プロデュースの宮下フミオの指揮の下、各楽器の音決めから試行錯誤のミキシングが進んだ。エンジニアはメインとサブがいて数人の助手がテープ類を用意してくれた。プロデューサーとしての宮下富実夫がまず中央に陣取りわたしと中島がその左右に座る。宮下は普段の友達関係の仮面を脱ぎ真剣勝負モードに入った。
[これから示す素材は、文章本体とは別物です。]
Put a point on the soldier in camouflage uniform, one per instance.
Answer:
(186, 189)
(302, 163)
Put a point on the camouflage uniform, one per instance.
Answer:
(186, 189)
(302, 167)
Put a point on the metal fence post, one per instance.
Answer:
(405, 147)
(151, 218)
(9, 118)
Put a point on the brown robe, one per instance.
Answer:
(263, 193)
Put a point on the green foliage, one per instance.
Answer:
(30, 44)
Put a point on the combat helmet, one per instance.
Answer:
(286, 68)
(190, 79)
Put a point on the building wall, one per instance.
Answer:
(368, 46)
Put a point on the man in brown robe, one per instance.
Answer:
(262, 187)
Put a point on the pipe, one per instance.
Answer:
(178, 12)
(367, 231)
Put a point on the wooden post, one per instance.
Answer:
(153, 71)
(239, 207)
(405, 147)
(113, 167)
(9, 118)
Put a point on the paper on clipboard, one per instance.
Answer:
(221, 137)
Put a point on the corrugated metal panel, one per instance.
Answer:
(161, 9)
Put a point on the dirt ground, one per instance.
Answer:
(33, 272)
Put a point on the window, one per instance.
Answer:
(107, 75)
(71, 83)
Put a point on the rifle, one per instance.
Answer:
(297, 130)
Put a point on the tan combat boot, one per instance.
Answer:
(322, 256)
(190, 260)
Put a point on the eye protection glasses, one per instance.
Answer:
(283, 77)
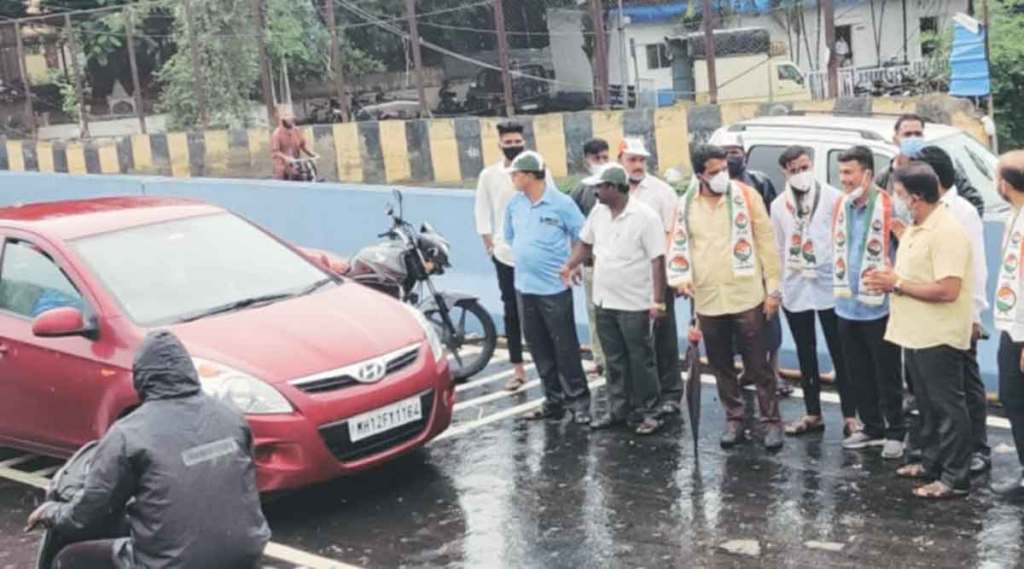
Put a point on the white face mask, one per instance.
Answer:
(719, 182)
(802, 182)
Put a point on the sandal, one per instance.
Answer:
(515, 383)
(938, 490)
(915, 471)
(648, 427)
(805, 426)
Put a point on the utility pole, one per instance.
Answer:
(624, 68)
(198, 84)
(828, 14)
(709, 26)
(83, 119)
(414, 34)
(336, 63)
(600, 55)
(30, 114)
(503, 57)
(264, 61)
(136, 86)
(986, 17)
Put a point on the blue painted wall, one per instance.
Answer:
(344, 218)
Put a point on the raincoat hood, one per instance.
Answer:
(163, 368)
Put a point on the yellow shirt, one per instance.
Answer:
(935, 250)
(717, 291)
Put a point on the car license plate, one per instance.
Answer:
(384, 419)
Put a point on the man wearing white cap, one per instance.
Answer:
(660, 198)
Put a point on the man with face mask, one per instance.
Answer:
(931, 319)
(287, 144)
(595, 155)
(494, 191)
(862, 241)
(802, 218)
(739, 172)
(909, 137)
(659, 197)
(1008, 313)
(723, 256)
(736, 157)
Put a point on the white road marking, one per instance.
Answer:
(494, 418)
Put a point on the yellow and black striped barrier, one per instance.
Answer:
(442, 151)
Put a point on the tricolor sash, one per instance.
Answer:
(873, 248)
(800, 255)
(1009, 291)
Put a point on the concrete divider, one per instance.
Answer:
(442, 151)
(345, 217)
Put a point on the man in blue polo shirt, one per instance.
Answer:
(541, 225)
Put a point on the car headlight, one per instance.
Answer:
(436, 346)
(247, 393)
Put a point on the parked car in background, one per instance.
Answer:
(828, 135)
(333, 377)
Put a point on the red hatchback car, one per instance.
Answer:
(333, 377)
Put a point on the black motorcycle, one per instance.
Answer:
(402, 266)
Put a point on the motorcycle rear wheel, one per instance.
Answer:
(473, 341)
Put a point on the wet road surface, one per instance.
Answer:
(507, 493)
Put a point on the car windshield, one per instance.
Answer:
(978, 163)
(176, 270)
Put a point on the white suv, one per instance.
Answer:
(826, 135)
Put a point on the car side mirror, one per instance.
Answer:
(62, 322)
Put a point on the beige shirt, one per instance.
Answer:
(932, 251)
(624, 249)
(717, 291)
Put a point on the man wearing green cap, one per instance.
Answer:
(541, 224)
(627, 238)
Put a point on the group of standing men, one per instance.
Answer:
(892, 266)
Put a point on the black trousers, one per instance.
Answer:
(513, 330)
(977, 401)
(629, 355)
(549, 322)
(872, 365)
(945, 426)
(803, 330)
(1012, 389)
(670, 373)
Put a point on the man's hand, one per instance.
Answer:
(38, 518)
(570, 275)
(685, 290)
(898, 228)
(881, 280)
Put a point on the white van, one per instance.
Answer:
(828, 135)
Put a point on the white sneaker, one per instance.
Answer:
(892, 449)
(860, 440)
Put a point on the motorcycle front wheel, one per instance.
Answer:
(471, 343)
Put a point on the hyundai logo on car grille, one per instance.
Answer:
(372, 371)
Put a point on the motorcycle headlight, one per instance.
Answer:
(247, 393)
(436, 346)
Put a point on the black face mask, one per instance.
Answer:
(512, 151)
(736, 166)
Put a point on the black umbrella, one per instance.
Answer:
(693, 380)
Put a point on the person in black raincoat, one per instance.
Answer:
(179, 469)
24トラックの元テープをまわし、まずドラムスの音から音色を決めてゆくのだがそれに一番時間がかかった。スピーカーはJBLで音が粒立って聞こえる。細部まで視覚化して見えるように再生する。他の楽器やヴォーカルの音決めはあまり問題なく進んだ。それから一曲ずつ各楽器と歌のバランスやリバーブ、エコー、エフェクターなどのかけ具合など時間をかけてミックスしてステレオマスター・テープを作ってゆくのである。初めの録音時、キーボードの杉本圭がまだ不慣れなためにいわゆる白玉全音符でコードを押さえていただけのストリングアンサンブルのパートを宮下がこのミックスダウンの際に演奏のリズムに合わせて調整卓のフェーダーを上下してリズム感を出した。昼には宮下家の家族、関わったミュージシャン仲間、ミキシングエンジニアなど弁当を持ってきていない、みんなにおにぎりをふるまった。昼食はアメリカ人のエンジニアも和気藹々とおにぎりを食べてくれた。宮下が個人的に多重録音した「嵐」だけはミックスをひとりにまかせた。じゃまにならないようにわたしたちは席をはずしたのだ。一休みしてふたたびやり直して最終曲まで進み多くの耳で何度も何度も聴きなおしてみんながOKした時、やっと終了する。午後も集中してミックスを続けついにマスター・テープができあがってスタジオの壁に埋め込みになっている大スピーカーから出る音をみんなで聴き直していると「ドラゴン・ライダー」 でスタジオ全体が飛んでいるような錯覚に襲われたのだった。